Authors: G. G. Neznamov and E. S. Teleshova (Translated from Zhurnal Nevrologii i Psikhiatrii imeni S. S. Korsakova, Vol. 108, No. 3, pp. 33–42, March, 2008.)
As the population gets older, there is increasing interest in the question of treatment for cognitive disorders, especially what is considered “mild” cognitive disorders. “Mild” cognitive disorders are those involving impairments of memory and other higher brain function beyond the age norm, but not leading to social issues or being classified as dementia. This state is not actually well-defined (medically) and exist as a concept for people who are between normality and mild dementia.
The rate of cognitive disease in elderly and aged people is between 11% and 17%. Once you are over 65, the the rate is 5% for every year.
An alarming statistic is that during the four years they looked at, once mild cognitive had been detected, there was a 55-70% chance that it was transformed into dementia.
It is really important to detect cognitive disorders at an early stage because the medical treatments available work better on those patients.
The use of agents with nootropic properties is seen as one of the major approaches to treat the diseases due to organic brain damage, including those involving cognitive deficit. Nootropic agents work because of their positive influence of higher integrative brain functions, plastic processes in the central nervous system, energy metabolism, and the resistance of the brain to a variety of unfavorable factors
Since the discovery of piracetam and the coining of the term nootropics, researchers have tried to create substances with different chemical structures and mechanisms of action that do more than just have influence on intellectual and memory functions. They are looking for substances that are not just nootropics, but nootropics + “desirable effect.” Some of the effects they have formulated are nootropics with stimulatory, anti-anxiety, antidepressant and other effects.
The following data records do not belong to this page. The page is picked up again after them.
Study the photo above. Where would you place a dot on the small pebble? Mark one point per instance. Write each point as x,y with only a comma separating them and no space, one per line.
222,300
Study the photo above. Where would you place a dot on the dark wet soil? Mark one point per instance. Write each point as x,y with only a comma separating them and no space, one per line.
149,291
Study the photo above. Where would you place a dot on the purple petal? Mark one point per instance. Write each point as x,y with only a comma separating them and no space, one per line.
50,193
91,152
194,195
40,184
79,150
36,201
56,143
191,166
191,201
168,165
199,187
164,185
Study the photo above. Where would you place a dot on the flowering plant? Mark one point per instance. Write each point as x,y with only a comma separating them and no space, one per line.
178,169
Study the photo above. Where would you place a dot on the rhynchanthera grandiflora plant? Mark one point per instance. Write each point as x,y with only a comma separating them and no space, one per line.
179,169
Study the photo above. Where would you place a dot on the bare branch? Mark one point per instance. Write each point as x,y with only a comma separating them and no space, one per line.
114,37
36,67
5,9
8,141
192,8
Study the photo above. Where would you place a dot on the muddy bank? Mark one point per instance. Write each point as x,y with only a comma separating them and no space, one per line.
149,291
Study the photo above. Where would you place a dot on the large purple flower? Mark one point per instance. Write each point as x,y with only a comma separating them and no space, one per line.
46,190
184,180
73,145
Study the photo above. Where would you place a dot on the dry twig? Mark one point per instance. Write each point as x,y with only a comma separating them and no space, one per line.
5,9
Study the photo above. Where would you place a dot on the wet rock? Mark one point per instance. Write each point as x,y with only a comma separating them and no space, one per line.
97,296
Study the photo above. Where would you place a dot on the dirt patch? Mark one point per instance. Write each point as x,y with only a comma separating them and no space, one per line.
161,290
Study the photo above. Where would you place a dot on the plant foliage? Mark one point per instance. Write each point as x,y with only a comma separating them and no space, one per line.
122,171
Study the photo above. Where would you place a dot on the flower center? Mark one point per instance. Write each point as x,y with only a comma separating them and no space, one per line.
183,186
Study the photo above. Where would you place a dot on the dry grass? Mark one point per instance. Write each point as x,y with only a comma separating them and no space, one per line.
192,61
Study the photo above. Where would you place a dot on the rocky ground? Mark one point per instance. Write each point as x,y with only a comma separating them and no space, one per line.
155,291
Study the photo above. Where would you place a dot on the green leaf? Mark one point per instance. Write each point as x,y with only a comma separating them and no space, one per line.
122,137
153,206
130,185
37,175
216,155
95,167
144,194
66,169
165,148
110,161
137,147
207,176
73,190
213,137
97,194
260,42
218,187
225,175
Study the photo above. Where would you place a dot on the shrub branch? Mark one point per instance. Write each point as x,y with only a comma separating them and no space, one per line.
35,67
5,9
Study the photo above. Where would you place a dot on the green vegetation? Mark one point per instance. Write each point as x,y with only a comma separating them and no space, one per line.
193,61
This study was performed as a randomized comparative clinical trial assessing the therapeutic efficacy (does it work?) and safety (is it safe?) of Noopept. In the the study they will compare it to the prototypical and “grandfather” nootropic, piracetam.
The study was a randomized comparative clinical trial of Noopept and piracetam performed on two groups totaling 53 patients. One group contained 37 patience who were over 50 years old, with central nervous system diseases. The other group contained 16 patients, aged 18-60 years old, with post-tramuatic CNS damage.
To be included in the study, patients had to have a diagnosed cognitive insufficiency, a score not more than 27 points on the MMSE, and no other neurological diseases. They also excluded people with severe dementia, delusions, hallucinations, alcoholics, etc.
The study lasted 56 days, with patients either receiving piracetam 3 times a day or noopept 2 times a day. Out of the 37 patients with CNS disorders, 21 received Noopept (16 received piracetam). Out of the 16 with post-concussional syndrome 10 received not (6 received piracetam).
Investigation was done using 7 different methods before and during the trial. The first method provides objective data on the symptoms and actions of substances. The second is the Mini Mental State Examination (MMSE) which evaluates cognitive functions in attention, memory, speech and other areas and a score “not greater than 27” was required of all participants in the study. The 3rd method of testing assesses the severity of the individual parts of cognitive impairment. The 4th test measures cognitive functions like memory, counting and object grouping. The 5th test provides data on therapeutic abilities of an agent, as well as tolerance, safety, and side effects. The 6th method is lab analysis of the blood and urine. And finally they ECG traces.
The results are then input into software that uses a model weighing the different inputs for significance and then determines an objective assessment. The sets of data are compared using statistical analysis software that takes into account measuring groups of different sizes.
A total of 41 patients completed their 56-day treatment and most of them experienced decreases in neurosis-like symptoms and cognitive disorders. In the patients with organic emotionally labile (asthenic) disorder of vascular origin, the effects of Noopept were apparent from the first week of treatment, with reductions in irritability and improvements in going to sleep. From the second week of treatment there were reductions in fatigue, listlessness, weakness, tiring, apathy, and daytime drowsiness. From the third week on there were reductions in anxiety, depressed mood, and hyperesthesia. These changes were seen in addition to autonomic-system normalizing that took place, and is consistent with previous data showing that Noopept has anxiolytic and psychostimulatory effects.
For patients with post-concussional syndrome, they also had a positive effect on their irritability, anxiety, and affective lability, as well as with fatigue, weakness, apathy and listlessness. The results in these patients were seen slightly later than in the group with emotionally labile (asthenic) disorder, at 3-4 weeks. Noopept also did not negatively effect their ability to go to sleep, or to the depth and duration of sleep.